Options and similar instruments such as warrants are risky but can play a useful part in a portfolio, whether you're using them to hedge, or to gear up your investment. Because so few investors seem to use them, I thought I'd put up the basics - and this article is very, very basic; if you already know about options, you can stop reading now.

Options and warrants are derivatives - that is, their value depends on the value of the share - so you'll need to have done your underlying analysis of the share's prospects before you start considering  buying the options. One of the most attractive - but equally the most dangerous - aspects of options  is that they can provide you with the ability to greatly leverage your money. With an options contract, you can - in effect - control a significant amount of stock with a relatively limited initial outlay (at least when compared to the cost involved with buying the stock outright).

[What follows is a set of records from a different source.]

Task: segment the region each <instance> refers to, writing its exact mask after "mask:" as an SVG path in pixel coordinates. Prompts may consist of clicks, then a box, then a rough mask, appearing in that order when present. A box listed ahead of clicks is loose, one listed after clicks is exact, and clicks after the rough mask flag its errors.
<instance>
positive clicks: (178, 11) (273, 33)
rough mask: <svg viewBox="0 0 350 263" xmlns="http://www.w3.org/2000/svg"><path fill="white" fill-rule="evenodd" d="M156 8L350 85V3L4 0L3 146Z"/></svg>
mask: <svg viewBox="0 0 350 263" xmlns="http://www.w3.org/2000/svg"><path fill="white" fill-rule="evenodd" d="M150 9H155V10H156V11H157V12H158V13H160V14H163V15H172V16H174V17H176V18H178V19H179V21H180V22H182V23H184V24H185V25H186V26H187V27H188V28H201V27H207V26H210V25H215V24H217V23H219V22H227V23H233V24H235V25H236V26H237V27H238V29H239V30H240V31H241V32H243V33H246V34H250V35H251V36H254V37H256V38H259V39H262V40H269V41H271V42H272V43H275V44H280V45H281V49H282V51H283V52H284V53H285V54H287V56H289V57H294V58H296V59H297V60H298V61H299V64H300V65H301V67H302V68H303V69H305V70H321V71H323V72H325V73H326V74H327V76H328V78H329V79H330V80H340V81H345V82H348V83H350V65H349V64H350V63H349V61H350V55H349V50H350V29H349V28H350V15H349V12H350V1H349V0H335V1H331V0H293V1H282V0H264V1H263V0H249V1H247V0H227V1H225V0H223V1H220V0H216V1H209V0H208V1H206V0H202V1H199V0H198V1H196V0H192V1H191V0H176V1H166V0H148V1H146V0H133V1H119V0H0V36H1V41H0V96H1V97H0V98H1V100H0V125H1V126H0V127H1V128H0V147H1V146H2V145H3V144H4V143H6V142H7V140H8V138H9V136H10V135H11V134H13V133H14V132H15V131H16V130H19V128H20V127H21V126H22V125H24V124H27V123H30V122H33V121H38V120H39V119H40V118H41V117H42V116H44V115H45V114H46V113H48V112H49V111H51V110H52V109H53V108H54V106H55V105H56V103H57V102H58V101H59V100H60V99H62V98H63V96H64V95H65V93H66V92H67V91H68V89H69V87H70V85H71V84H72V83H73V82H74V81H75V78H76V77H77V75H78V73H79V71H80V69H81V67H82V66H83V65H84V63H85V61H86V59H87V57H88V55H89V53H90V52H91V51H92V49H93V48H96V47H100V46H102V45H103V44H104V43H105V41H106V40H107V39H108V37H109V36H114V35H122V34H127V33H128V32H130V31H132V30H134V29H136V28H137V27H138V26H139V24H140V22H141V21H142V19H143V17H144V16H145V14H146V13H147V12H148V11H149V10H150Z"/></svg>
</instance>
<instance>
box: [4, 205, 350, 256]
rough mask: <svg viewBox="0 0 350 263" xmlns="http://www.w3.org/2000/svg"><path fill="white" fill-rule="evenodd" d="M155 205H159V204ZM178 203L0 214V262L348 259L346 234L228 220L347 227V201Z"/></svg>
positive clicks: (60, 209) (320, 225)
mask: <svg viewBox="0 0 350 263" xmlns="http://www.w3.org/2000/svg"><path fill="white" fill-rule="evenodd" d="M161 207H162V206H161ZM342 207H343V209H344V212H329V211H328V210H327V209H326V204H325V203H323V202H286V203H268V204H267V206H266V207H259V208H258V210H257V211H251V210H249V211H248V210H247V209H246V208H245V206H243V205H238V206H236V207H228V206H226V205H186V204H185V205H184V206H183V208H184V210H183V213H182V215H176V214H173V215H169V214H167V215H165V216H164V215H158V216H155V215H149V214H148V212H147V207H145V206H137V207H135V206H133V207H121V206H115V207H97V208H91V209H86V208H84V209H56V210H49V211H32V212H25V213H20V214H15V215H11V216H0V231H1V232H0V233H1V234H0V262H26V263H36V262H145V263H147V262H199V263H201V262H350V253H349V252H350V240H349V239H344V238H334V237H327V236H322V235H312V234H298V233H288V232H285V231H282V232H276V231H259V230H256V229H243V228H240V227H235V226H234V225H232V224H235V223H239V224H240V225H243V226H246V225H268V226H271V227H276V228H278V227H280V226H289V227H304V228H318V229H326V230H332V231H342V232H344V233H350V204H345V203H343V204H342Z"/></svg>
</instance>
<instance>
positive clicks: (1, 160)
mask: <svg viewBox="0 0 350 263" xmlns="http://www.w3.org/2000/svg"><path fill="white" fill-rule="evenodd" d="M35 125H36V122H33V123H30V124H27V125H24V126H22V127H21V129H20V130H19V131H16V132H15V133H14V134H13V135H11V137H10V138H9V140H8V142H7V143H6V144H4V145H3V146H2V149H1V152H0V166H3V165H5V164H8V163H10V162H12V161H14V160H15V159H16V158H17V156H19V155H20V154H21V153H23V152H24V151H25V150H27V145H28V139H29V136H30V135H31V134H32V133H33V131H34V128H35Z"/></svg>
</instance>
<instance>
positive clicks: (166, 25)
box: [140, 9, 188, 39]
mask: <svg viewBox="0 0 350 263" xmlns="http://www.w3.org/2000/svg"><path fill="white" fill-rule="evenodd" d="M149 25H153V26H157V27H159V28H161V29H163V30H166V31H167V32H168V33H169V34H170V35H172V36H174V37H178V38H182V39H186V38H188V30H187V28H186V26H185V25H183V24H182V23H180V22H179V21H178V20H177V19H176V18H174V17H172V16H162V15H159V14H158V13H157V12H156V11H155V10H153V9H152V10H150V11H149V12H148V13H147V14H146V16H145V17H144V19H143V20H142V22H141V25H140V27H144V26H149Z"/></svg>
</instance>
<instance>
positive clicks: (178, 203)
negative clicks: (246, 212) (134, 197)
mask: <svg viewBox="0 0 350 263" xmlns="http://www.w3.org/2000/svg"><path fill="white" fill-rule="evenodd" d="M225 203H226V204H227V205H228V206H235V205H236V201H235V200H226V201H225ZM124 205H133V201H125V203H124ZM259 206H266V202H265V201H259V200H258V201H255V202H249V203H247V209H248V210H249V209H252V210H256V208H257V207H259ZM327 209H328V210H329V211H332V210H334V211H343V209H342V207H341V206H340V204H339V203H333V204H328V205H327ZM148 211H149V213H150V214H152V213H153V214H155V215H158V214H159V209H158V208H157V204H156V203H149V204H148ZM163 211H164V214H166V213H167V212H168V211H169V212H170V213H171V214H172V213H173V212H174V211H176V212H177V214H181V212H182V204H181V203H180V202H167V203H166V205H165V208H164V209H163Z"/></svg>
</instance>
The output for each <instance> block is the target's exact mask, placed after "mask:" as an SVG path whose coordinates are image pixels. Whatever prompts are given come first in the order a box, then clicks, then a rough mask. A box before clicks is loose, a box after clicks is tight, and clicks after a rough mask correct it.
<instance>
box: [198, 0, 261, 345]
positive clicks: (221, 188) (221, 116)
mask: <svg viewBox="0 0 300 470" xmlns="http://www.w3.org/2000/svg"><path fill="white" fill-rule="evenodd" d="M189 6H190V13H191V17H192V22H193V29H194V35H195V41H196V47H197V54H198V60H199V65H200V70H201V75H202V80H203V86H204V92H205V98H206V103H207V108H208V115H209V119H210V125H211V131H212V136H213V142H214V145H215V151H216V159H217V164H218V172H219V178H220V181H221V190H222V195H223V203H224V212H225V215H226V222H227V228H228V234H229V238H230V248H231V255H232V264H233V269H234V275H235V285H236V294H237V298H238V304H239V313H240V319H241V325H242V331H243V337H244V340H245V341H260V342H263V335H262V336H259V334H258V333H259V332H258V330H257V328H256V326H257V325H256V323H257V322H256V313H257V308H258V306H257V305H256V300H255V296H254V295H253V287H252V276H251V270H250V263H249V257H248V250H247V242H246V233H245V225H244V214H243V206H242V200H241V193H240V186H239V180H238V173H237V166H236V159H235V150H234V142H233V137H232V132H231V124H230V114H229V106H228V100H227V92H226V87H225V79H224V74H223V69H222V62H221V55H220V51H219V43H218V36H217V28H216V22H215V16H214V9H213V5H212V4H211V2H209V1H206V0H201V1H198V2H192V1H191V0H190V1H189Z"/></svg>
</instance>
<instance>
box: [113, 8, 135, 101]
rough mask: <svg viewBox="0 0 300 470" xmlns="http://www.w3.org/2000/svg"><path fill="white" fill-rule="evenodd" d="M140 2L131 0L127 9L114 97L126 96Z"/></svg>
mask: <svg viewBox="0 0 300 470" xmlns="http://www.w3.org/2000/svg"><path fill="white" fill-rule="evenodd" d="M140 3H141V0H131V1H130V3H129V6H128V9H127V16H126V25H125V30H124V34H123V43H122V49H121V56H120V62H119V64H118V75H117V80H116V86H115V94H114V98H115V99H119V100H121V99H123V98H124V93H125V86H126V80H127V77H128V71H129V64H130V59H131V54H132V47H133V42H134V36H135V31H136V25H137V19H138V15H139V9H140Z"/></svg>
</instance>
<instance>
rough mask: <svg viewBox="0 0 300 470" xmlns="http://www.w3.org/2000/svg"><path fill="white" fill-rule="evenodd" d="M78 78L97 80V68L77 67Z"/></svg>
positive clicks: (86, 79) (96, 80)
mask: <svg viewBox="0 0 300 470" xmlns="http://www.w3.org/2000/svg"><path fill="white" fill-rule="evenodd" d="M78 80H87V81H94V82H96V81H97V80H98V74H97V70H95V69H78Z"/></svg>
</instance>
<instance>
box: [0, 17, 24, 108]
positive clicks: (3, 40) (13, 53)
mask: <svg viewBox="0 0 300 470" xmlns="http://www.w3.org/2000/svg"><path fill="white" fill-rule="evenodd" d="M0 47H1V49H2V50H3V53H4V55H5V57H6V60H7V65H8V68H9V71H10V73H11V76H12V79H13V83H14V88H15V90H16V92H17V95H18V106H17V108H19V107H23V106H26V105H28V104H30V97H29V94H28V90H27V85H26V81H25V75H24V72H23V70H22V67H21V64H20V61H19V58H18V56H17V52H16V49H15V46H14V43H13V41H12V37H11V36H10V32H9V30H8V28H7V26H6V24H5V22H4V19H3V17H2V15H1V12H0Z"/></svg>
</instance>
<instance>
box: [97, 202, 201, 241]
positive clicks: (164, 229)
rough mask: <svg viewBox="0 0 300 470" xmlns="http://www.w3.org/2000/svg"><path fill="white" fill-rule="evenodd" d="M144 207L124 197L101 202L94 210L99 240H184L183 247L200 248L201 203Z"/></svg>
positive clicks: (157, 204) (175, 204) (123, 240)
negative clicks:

Essentially an option is just what the name suggests - it is an option to buy or sell shares at a particular price, as if you said to a friend 'If you ever want to sell that car of yours, I'll give you five hundred quid for it.' Your friend doesn't have to sell you the car - but he can sell it to you at that price.

Yes, that's a childish example. But it's quite an important distinction between options and some other derivatives, such as futures, that you have the choice, and can let the option lapse. With futures, you don't have the choice - you have to exercise them. Traded options give you a third choice - as well as exercising the option (buying the shares), or letting it expire, you can trade it on the market. You can have a call or put option - a call gives you the right to buy the shares at a given price, a put gives you the right to sell them at that particular price. (In fact, very few traded options are ever exercised - that's not what they're there for.)

Traded options are available on LIFFE (the London International Financial Futures and Options Exchange), now part of NYSE Euronext. Be warned that a lot of regular online stockbrokers don't offer options trading, so you may need to find a specialised broker.